The stock market in every country is regulated by a regulatory body, for example in India, the body is SEBI. the market functions by the guidelines of it and the bodies regulate stock exchange, transparency in the market, and protect the rights of investors.
This means that when an investor invests in the stock market, not only his money but also his rights are protected by these regulatory bodies. This saves them from any kind of fraudulent activity done by the company they have invested in.
This makes the investments even secure and gives the investors the confidence and trust of no mishappenings.
(Must read: What is fundamental analysis?)
For a beginner in the stock market, the road isn’t easy and the risks need to be smaller.
For this, they need to invest in stocks that are not high priced. This is where the stock market helps the investor. It gives them the flexibility of smaller investments. These small investments can be done by buying small-cap and mid-cap stocks. Stocks do not require a large initial investment.
Another advantage of directly investing in stocks is that you can buy at your leisure; you are not obligated to invest a certain amount every month.
A dividend is an additional income for investors, which is paid annually by most companies.
Dividend payments arrive even if the stock has lost value and represent income on top of any profits that come from eventually selling the stock.
These dividend incomes too have a lot of benefits.
Fund a retirement
Pay for more investing
Help you grow your investment portfolio
By investing in stocks of a certain company the investor buys an ownership stake in the company.
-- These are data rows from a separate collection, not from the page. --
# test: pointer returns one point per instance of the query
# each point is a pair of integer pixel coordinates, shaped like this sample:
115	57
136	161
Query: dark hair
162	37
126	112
It offers them a sense of belonging to the company you enjoy.
It implies that as a shareholder, they have a say in how a corporation makes choices and can vote on those decisions. Several times, shareholders have intervened to prevent management from making irrational actions that are harmful to their interests.
The annual report of any company is sent to its stockholders to let them know about the functioning.
Technology has helped almost all the existent sectors. The stock market isn’t untouched by it. Stocks can be bought and sold easily with the help of technology. Earlier when all the work was limited to pen and paper, this hassle-free trading wasn’t feasible for many.
Nowadays there are various mobile applications for this purpose. One can easily buy or sell their stocks in a certain company. Various platforms are there which tell the investors about the profit and loss of any specific stock so that they can easily know which stock to invest in.
(Also read: 10 Fundamentals of Technical Analysis)
Shares, bonds, mutual funds, and derivatives are among the financial products available in the stock market. This gives investors a wide range of things to choose from when it comes to investing their money.
This flexibility benefits investors by allowing them to diversify their investment portfolios, which helps to mitigate the risks associated with stock investing. As for explaining about risks, here are 4 types of financial risk in the banking industry.
These were the benefits of planned investment in the stock market. Although there is a bit of risk that we often hear from people around us, we don’t always look at the benefits of it.
(Recommended blog: Introduction to investment banking)
Proper research in the stock market is never harmful to investment, not just it reduces risk but also guarantees profit to you. And lastly, most importantly it protects your money.